Douglas Hofstadter, the Voice of Cognitive science, and Translation
As I stepped in this multifaceted world of translation, the only question that kept me awake at night was ‘If my translation is CORRECT?’ Fidgeting over every word, scanning it scrupulously, checking all the possible resources, and comparing my translation to countless examples of others was my main routine. As exhausting and at times tiring as it was I enjoyed each time when I saw the product of my ‘labor’ and was enormously proud of myself when I noticed some kind of progress in the way I was doing my job.
But as more time passed, my insatiable craving to be CORRECT turned into a hump on my path of professional growth.
Naturally, I started discovering more and more odd details, mysterious I would say, in uncountable ways professional (with solid names) translators worked with texts and this question ‘If my translations is CORRECT?’ shortly was replaced with another, global question ‘What is a TRANSLATION?’

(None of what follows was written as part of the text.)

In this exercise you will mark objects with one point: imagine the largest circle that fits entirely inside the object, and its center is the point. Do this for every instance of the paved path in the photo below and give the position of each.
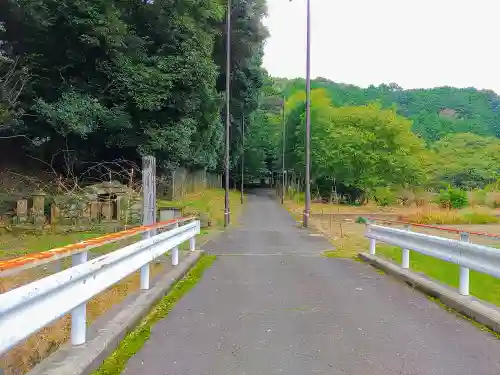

Is it a ‘word-in-word’ retelling? Can be! Is it the same like it is for anthropologists who dig out bare bones, arrange them into semi-order and then try to gather piece after piece the information to know the story those very bones keep? Or is it something else?
Cognitive Scientist and the proud Stanford son, Douglas Hofstadter.
On the example of the poem written by Clément Marot (French Renaissance poet), Hofstadter demonstrated that any written piece (be it a poem, or a simple prose) can have more than just one acceptable translation. Dozens and dozens of professionals worked their miracle over Marot’s poem, sending their translations back but each and every of those translations was different. It was still Marot’s poem, undoubtedly so, but everyone had his/her own (unique) way of translating it.
Is not it interesting, I thought?! And indeed, after discovering this little ‘experiment’ of Hofstadter, I acquired a new way to look at Translation.
We all use our cognitive abilities differently, and translation is not an exception.
I realized, that there was no a CORRECT translation as such. Just like an artist who draws an orchid does not have a CORRECT way to depict it. Actually, it is scientifically proven that we all have our own way of comprehending the world around us so how can it be different with translation?
This is the mystery and magic of this multifaceted world of translation.
The conclusion is: as long as translator saves the same emotions, scenes, order, literature style and all the present premises in his/her translation, it can be considered good and acceptable.